Advent. I haven’t thought about what it means much in years past but this year my heart is strangely drawn to its meaning & purpose. Advent beckons me to stop, to reflect, to hope, to anticipate. There is a message, a gift, a reason for Advent. There is a purpose in Advent that not only enhances but reveals Christmas. Something about Christmas is lost without Advent. To understand Christmas we need Advent. We need to stop & wait. Waiting. The very antithesis of what modern day Christmasing is all about. But then again, why should we be surprised? Jesus has always been counter cultural.
I invite you to wait with me, I invite you to Advent. Here is a beautiful morning meditation, an excerpt from Slice of Infinity by Margaret Manning, aptly entitled, “Waiting”.
“The season of Advent that precedes Christmas is a season of hope-filled waiting. Advent looks forward in anticipation of Christ’s return, but also remembers all those who awaited his arrival into our world more than two thousand years ago. Advent is a season of stillness and reflection and as such, it is the antithesis of all the busyness and chaos of the Christmas shopping season.
The consumer mentality overwhelms and demands a fever pitch of activity. Sadly, any waiting one might do is more likely waiting for Christmas to be over.
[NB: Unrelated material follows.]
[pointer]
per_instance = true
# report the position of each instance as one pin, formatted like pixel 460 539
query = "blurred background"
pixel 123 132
And rather than being filled with hope and joy, we wait in a state of anxiety, or cynicism, or harried indifference toward the miracle that is upon us. In all of our busyness, we miss the gift of waiting with hope and expectation.
Yet, the Advent season extends an invitation to do just this: to watch and wait for the coming of the King, to wait for the Christ who comes in new ways into the very messy stuff of our lives—not just one season a year. But we cannot hope to catch a glimpse of him without the hard waiting for him to show up.
Of course, there are those who feel they have been waiting so long for God to show up in the messy details of their lives. Giving up on waiting seems to hold the promise of rest, as the work of waiting is wearisome. Just as there were those in the early days of the Christian movement who began to ask “Where is the promise of his coming?” and those who mocked the divine silence of inactivity, it is not difficult to understand how those who wait for answers—for an end to suffering, for reconciliation, for transformation—are tempted towards cynical despair.
Is there hope in remembering that Advent invites us to wait for the God who shows up? Can encouragement be found in the celebration of Christmas, a celebration proclaiming that God has come and that God will come again in the waiting of today? Is there reason to watch and wait for a God who arrives in ways we could not expect?
Advent invites the world to examine these things with courage. The very act of waiting opens eyes, hands, and hearts to receive this most precious gift.”